Pendant plusieurs années, Clément Abaifouta «a été forcé d’enterrer les corps des personnes décédées en détention dans des charniers». Il a témoigné devant le tribunal de Dakar en tant que président de l’Association des victimes des crimes du régime de Hissène Habré.
Parmi les rescapés qui se sont succédé à la barre, un Sénégalais, Abdourahmane Gueye, a raconté le calvaire qu’il a subi dans le camp des martyrs à N'Djaména. C’est là qu’il fut conduit et enfermé dans une cellule surpeuplée en mars 1987. Il était accusé d’être un espion à la solde de la Libye alors qu’il se rendait au Tchad depuis Bangui pour vendre de l’or et des bijoux à des soldats français.
Après avoir demandé à rencontrer un avocat, un co-détenu lui expliqua : «Ici mon frère, c’est Dieu seul qui peut nous faire sortir. C’est si tu meurs, que tu peux sortir. Ou si le régime est renversé.» S’il n’est pas mort en prison, c’est grâce à l’intervention de son pays. Le Sénégal a mené l’enquête après sa disparition et a obtenu sa libération.
C’est un homme soulagé qui attendait son «moment de justice» depuis des années.
«Planificateur et donneur d’ordres»
Pour les avocats des parties civiles, Hissène Habré a planifié tous ces crimes sous son règne (1982-1990). «Il a créé de toutes pièces sa police politique pour neutraliser ses ennemis», puis il a «donné des ordres qui ont abouti directement à des crimes», affirme l’avocat suisse Alain Merner.
Son confrère tchadien enfonce le clou: «Sa responsabilité individuelle et pénale est engagée en tant que supérieur hiérarchique.»

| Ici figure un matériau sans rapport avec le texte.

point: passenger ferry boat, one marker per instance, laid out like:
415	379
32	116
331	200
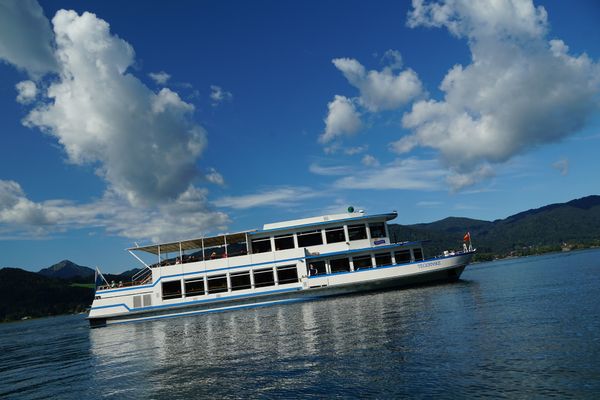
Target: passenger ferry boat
283	262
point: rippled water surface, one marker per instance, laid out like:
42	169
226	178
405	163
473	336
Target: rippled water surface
521	328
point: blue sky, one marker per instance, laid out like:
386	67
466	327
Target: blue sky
149	121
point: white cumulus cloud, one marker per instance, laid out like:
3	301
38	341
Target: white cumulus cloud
218	95
188	215
519	91
342	119
281	197
160	78
145	144
385	89
26	40
409	174
27	91
369	161
213	176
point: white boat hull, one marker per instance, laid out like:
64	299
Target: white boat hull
440	269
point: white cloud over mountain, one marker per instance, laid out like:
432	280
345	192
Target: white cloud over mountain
27	91
144	144
160	78
381	90
519	91
282	197
186	216
342	119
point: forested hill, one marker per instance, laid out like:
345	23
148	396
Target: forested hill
28	294
575	223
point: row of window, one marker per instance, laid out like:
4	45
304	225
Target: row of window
230	282
357	263
314	237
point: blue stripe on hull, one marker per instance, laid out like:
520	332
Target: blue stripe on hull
279	297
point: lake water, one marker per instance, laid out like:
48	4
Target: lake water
526	327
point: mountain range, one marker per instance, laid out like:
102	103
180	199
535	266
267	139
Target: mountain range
552	227
58	288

L’ancien président tchadien a écouté tous les témoignages des survivants sans broncher. Pour le procureur général qui a prononcé son réquisitoire mercredi 10 février 2016, il n'y a aucun doute, l'accusé a été le véritable «chef de service» de l'appareil de répression qu'il a mis en place durant son régime. Le procureur général a donc demandé sa condamnation pour crimes contre l'humanité et requis la prison à perpétuité. Des réquisitions qui ont été suivies, puisqu'il a été condamné à perpétuité, le 26 avril 2017.